Member of Parliament, Lok Sabha
- Incumbent
- Assumed office 6 November 2018
- Preceded by: B. S. Yeddyurappa
- Constituency: Shimoga
- In office 16 May 2009 – 16 May 2014
- Preceded by: Sarekoppa Bangarappa
- Succeeded by: B. S. Yeddyurappa
- Constituency: Shimoga

Personal details
- Born: 16 August 1973 (age 52) Shikaripur, Mysore State (present day Karnataka), India
- Party: Bharatiya Janata Party
- Spouse: Thejaswini
- Children: 2
- Parents: B. S. Yeddyurappa (father); Mythradevi (mother);
- Education: B.B.M

= B. Y. Raghavendra =

Indian politician

Bookanakere Yeddyurappa Raghavendra (born 16 August 1973) is an Indian politician and a member of the 16th Lok Sabha representing Shimoga district of Karnataka and was a member of 14th Karnataka Legislative Assembly.

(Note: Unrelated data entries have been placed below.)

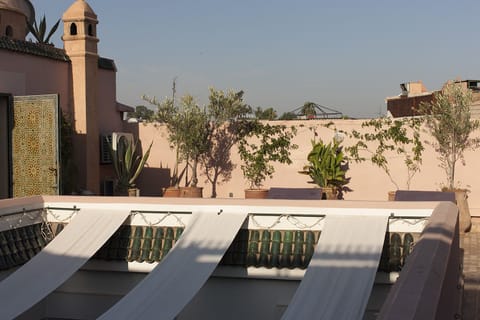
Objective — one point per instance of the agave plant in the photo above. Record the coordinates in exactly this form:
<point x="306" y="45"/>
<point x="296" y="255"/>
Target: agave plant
<point x="327" y="166"/>
<point x="127" y="163"/>
<point x="39" y="31"/>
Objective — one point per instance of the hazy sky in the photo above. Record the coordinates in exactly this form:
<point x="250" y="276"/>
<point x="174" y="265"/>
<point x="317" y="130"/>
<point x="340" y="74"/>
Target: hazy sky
<point x="346" y="54"/>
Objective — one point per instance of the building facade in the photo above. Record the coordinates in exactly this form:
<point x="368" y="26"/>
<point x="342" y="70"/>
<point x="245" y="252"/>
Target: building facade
<point x="76" y="84"/>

He previously represented Shikaripura Assembly constituency of Karnataka and is a member of the Bharatiya Janata Party (BJP).

In the by-elections to Karnataka Legislative Assembly, he defeated H S Shantaveerappa of the Indian National Congress.

In the 15th Lok Sabha elections, he contested against the former Chief Minister of Karnataka Sarekoppa Bangarappa in the Shimoga constituency and won by a margin of 52,893 votes.

Raghavendra is also the Managing Trustee of PES Institute of Technology and Management, Shimoga.

Raghavendra belongs to the Lingayat community, a dominant community in Karnataka. He is the son of ex Chief Minister of Karnataka B. S. Yediyurappa and late Maithradevi. His brother is B. Y. Vijayendra

In March 2024, he was announced as the BJP candidate for the Shimoga constituency in the 2024 general elections, a post which he has held thrice in the past.